After passage of a comprehensive immigration bill in the U.S. Senate, the bill has an uncertain future as the U.S. House takes up the legislation. Here are three reasons an immigration reform bill will not pass, and three reasons it will.
Why It Will Not Pass
1. House Republicans
A majority of the House Republican caucus is likely opposed to the Senate bill. The voteview blog, written by political scientists Christopher Hare, Keith Poole and Howard Rosenthal, estimates that if the House voted on the Senate bill, it would pass, 303 to 128, but, Republicans would split 103 to 128.
Speaker of the House John Boehner (R-Ohio) has said he will not bring a bill to the floor that does not get the support of a majority of his caucus. (This is known as the "Hastert rule.") Boehner also clarified last week that he would maintain the Hastert rule for any conference bill, or bill that is a compromise between the House and Senate bills, as well.
2. President's Second Term
Since the 22nd Amendment was added to the Constitution limiting the president to two terms, significant pieces of legislation rarely get passed in a president's second term. Large, transformational bills generally require presidential leadership. A president's ability to usher such bills through Congress is significantly diminished, though, once they are no longer able to run for a second term.
During the George W. Bush presidency, for example, he was successful at getting two tax cut bills and the Patriot Act passed during his first term, but failed to get Social Security reform and immigration reform in his second term.
3. Economic Uncertainty
As the bill makes its way through Congress, the public may get cold feet as worries about the economy take precedence. There is a debate, though, over whether the law would help or hurt the economy.

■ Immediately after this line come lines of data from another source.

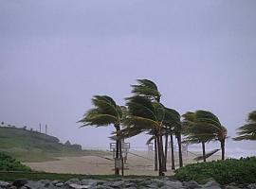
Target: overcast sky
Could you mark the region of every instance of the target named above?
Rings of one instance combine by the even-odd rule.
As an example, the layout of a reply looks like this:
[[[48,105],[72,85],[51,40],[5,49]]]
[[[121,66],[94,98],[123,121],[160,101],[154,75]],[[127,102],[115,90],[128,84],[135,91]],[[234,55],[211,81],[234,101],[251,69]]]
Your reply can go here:
[[[148,78],[164,105],[211,111],[234,136],[256,110],[255,9],[255,0],[0,0],[0,121],[108,146],[113,127],[76,122],[92,95],[123,105]]]

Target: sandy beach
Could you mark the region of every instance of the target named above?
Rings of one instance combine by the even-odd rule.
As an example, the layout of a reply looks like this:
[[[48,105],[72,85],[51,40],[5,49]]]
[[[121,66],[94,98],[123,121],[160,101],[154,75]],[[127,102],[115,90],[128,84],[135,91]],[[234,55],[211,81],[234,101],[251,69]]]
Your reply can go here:
[[[200,152],[184,153],[184,164],[193,163],[195,154]],[[171,153],[168,154],[166,175],[173,175],[171,170]],[[124,164],[125,175],[150,175],[156,176],[154,171],[154,153],[148,151],[131,151],[127,156],[127,163]],[[175,165],[178,166],[178,155],[175,153]],[[220,156],[213,155],[208,161],[220,159]],[[25,163],[33,170],[46,171],[52,173],[72,173],[88,175],[106,175],[114,173],[113,156],[82,156],[82,157],[62,157],[58,161],[44,163]]]

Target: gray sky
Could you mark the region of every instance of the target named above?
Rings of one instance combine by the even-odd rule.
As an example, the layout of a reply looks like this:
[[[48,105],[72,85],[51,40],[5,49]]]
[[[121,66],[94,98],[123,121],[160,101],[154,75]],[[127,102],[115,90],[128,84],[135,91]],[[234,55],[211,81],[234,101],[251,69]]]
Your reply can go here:
[[[211,111],[234,136],[256,110],[255,9],[255,0],[0,0],[0,121],[108,146],[112,127],[76,121],[92,95],[123,105],[149,78],[167,107]]]

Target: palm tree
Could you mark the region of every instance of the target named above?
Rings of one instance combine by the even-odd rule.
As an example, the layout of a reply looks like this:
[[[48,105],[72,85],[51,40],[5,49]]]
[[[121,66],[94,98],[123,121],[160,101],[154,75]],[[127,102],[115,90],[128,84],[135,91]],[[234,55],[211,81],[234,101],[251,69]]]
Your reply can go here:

The Heritage Foundation, a conservative think tank, issued a report stating that law would hurt the economy because most new immigrants would receive more in government benefits than they pay in taxes. The nonpartisan Congressional Budget Office issued a report saying it would boost the economy by increasing investment and productivity. The CBO report also said, though, that wages would decrease slightly and the unemployment rate would increase slightly.
Recent Gallup polls show that Americans' confidence in the economy is more negative than positive. Plus, when Gallup asked Americans an open-ended question about their greatest worries, the most common answers were the economy, the national debt and employment, in that order.
With that high level of uncertainty about the economy, constituents in key districts may be reluctant to ask their congressional representatives to support a new, far-reaching law.
Why It Will Pass
1. Public Opinion
Many of the proposals in the bill have strong public support, even among Republicans. A recent Gallup poll showed that a path to citizenship for current unauthorized immigrants, given they meet certain conditions, has the support of 87 percent of Americans. That level of support was about the same for Republicans, Democrats and independents.
The poll also shows strong support for strengthening border security, requiring businesses to check the immigration status of new hires, and providing legal status to those who earn advanced degrees in science or engineering.
2. Obama and Democrats Need It
During his first campaign, President Barack Obama said he would work on passing an immigration reform bill. That promise took a back seat, however, to health care reform and the economy. Obama was also instrumental in killing the previous immigration reform bill as a U.S. senator during the George W. Bush administration. The current effort will be an opportunity for Obama to redeem himself and for the Democratic Party to deliver for one of their core constituencies – Latinos.
3. Republicans Need It
On the Republican side, immigration reform is an opportunity for party members to put an issue that has harmed their chances with Latino voters behind them. During Republican primaries (both presidential and congressional), the Party hurt their chances with Latino voters due to some rhetoric that sounded, not just anti-immigration reform, but anti-Latino. Mitt Romney's use of the phrase "self-deportation," sounded insensitive to the struggles faced by some Latinos, for instance. The Party, therefore, has an incentive to put the issue away so it can focus on the issues where it can garner Latino support.